PARTE II
Al poco tiempo de irse el alemán y de ponerse a dialogar animadamente en otra mesa, irrumpe con grandes y espectaculares gestos en el bar&café, un hombre vestido de smoking, gabán, paraguas con bastón a lo Chaplin y un vistoso pañuelo blanco en la solapa.
Despojándose del gabán y haciendo una reverencia, se anuncia con un aullido. La gente calla y le presta atención. Conseguido esto, el hombre se encamina hasta la rockola, traza una gran parábola en el aire con la moneda entre los dedos y coloca una canción. No ha elegido ninguna en especial, simplemente, y de tal hecho me siento seguro, ha metido la moneda en la ranura y apretado el botón. Y lo ha hecho casi con indiferencia. Mientras una melodía cualquiera llena el ambiente, resplandeciente por obra y gracia de las luces de la rockola, el hombre elige el centro de la pista, aparta algunas sillas que estorban, suelta el gabán y empieza a bailar al ritmo de la música.

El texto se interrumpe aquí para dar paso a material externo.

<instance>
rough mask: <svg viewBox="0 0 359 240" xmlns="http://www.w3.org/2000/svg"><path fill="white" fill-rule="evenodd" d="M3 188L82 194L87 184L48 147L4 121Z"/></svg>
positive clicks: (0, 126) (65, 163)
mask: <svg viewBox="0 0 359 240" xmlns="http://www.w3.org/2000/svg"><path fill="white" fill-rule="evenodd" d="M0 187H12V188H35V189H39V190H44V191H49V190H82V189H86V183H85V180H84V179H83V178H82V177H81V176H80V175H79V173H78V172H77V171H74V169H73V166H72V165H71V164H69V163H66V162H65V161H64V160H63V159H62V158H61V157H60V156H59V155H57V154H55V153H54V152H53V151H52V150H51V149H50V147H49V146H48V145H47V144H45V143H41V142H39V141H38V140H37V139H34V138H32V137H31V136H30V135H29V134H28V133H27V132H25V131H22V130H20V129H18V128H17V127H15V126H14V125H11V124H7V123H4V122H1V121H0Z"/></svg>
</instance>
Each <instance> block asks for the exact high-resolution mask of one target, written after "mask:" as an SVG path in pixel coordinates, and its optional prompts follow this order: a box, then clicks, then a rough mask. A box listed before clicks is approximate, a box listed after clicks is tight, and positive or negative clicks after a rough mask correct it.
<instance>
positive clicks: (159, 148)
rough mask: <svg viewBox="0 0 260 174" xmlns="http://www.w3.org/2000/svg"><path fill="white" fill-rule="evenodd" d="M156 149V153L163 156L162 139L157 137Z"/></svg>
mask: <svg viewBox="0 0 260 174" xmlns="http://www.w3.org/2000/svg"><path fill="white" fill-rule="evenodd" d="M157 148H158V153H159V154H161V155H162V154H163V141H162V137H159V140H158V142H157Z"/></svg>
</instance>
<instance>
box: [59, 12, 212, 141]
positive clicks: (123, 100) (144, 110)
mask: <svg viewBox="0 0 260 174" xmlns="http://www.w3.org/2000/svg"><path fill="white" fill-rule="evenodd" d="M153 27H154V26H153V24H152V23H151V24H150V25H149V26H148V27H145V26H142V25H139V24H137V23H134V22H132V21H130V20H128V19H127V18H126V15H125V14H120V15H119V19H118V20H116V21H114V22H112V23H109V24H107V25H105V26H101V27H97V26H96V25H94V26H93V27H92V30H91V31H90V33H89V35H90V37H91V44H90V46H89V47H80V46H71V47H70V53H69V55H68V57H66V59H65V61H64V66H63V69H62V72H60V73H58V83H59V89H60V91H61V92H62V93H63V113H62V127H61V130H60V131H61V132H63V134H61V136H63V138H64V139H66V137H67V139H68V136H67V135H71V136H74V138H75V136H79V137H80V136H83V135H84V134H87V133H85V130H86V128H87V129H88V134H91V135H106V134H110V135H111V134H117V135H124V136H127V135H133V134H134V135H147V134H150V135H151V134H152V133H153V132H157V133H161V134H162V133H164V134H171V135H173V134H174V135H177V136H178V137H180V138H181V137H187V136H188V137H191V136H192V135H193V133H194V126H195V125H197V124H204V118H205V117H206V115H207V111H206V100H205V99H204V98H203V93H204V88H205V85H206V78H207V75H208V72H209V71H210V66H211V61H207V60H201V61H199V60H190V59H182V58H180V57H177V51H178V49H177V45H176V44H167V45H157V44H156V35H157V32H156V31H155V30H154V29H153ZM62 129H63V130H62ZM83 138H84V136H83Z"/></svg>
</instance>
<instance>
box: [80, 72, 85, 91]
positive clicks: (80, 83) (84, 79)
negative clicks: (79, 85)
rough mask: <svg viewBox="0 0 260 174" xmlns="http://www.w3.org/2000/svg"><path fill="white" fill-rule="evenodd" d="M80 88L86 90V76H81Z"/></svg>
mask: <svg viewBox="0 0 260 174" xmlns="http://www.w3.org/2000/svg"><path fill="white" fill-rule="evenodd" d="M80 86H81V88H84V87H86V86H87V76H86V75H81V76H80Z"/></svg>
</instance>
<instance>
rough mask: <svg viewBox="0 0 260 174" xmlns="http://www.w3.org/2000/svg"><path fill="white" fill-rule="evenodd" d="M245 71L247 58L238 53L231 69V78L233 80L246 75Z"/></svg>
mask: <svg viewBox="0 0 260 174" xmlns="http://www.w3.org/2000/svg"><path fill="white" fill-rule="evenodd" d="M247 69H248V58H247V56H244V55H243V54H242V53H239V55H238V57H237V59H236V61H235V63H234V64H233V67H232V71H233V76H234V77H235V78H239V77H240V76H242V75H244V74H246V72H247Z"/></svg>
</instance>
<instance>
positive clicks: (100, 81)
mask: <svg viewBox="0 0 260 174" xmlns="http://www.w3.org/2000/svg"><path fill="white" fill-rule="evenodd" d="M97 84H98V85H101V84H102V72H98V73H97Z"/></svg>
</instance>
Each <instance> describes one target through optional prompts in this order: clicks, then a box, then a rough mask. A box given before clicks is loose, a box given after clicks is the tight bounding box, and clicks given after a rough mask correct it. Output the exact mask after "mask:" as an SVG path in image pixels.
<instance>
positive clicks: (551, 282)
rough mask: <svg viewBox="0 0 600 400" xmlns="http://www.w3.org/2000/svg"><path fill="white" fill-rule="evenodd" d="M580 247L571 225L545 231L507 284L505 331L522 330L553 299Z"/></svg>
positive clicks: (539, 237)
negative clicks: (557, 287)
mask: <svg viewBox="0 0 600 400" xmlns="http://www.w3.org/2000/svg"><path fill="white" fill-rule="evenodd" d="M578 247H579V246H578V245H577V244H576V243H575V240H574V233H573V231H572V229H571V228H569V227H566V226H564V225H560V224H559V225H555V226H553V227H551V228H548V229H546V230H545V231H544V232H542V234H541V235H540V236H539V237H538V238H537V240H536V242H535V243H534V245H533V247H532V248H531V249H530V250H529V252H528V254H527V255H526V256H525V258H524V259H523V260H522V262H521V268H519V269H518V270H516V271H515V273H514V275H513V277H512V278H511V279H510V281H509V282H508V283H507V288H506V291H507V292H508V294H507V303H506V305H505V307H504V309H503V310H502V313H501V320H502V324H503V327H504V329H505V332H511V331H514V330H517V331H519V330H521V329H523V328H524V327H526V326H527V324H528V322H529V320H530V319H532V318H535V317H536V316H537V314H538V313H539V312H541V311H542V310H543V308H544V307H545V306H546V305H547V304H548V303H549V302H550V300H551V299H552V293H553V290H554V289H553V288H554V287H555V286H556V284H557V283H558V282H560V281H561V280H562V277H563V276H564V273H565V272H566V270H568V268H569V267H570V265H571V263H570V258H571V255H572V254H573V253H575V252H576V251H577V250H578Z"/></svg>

Es diestro en el baile. En los primeros momentos creo que sigue la melodía, y luego me doy cuenta que baila, un tanto a su manera, como si escuchara y se dejara llevar por su propia música. Su cuerpo parece tener un ritmo independiente. A veces coincide con la melodía de la rockola, a veces van por lados distintos.
En corto tiempo me fascina. Tamborileo con mis dedos y muevo bajo la mesa los pies al compás de la música, quizás de su baile. No puedo dejar de hacerlo ni dejar de ver sus contorsiones, sus giros, sus piernas que se mueven rítmicamente veloz, como se agacha para después incorporarse, su pañuelo blanco que deja el bolsillo, vuela en el espacio y regresa a adornar la solapa. El smoking, algo pequeño y ajado, proporciona a sus movimientos cierta gracia y elegancia.
Los parroquianos y un número de curiosos que entran al bar&café atraídos por su baile, forman un círculo a su alrededor. Pronto más de cincuenta espectadores lo rodean entusiasmados.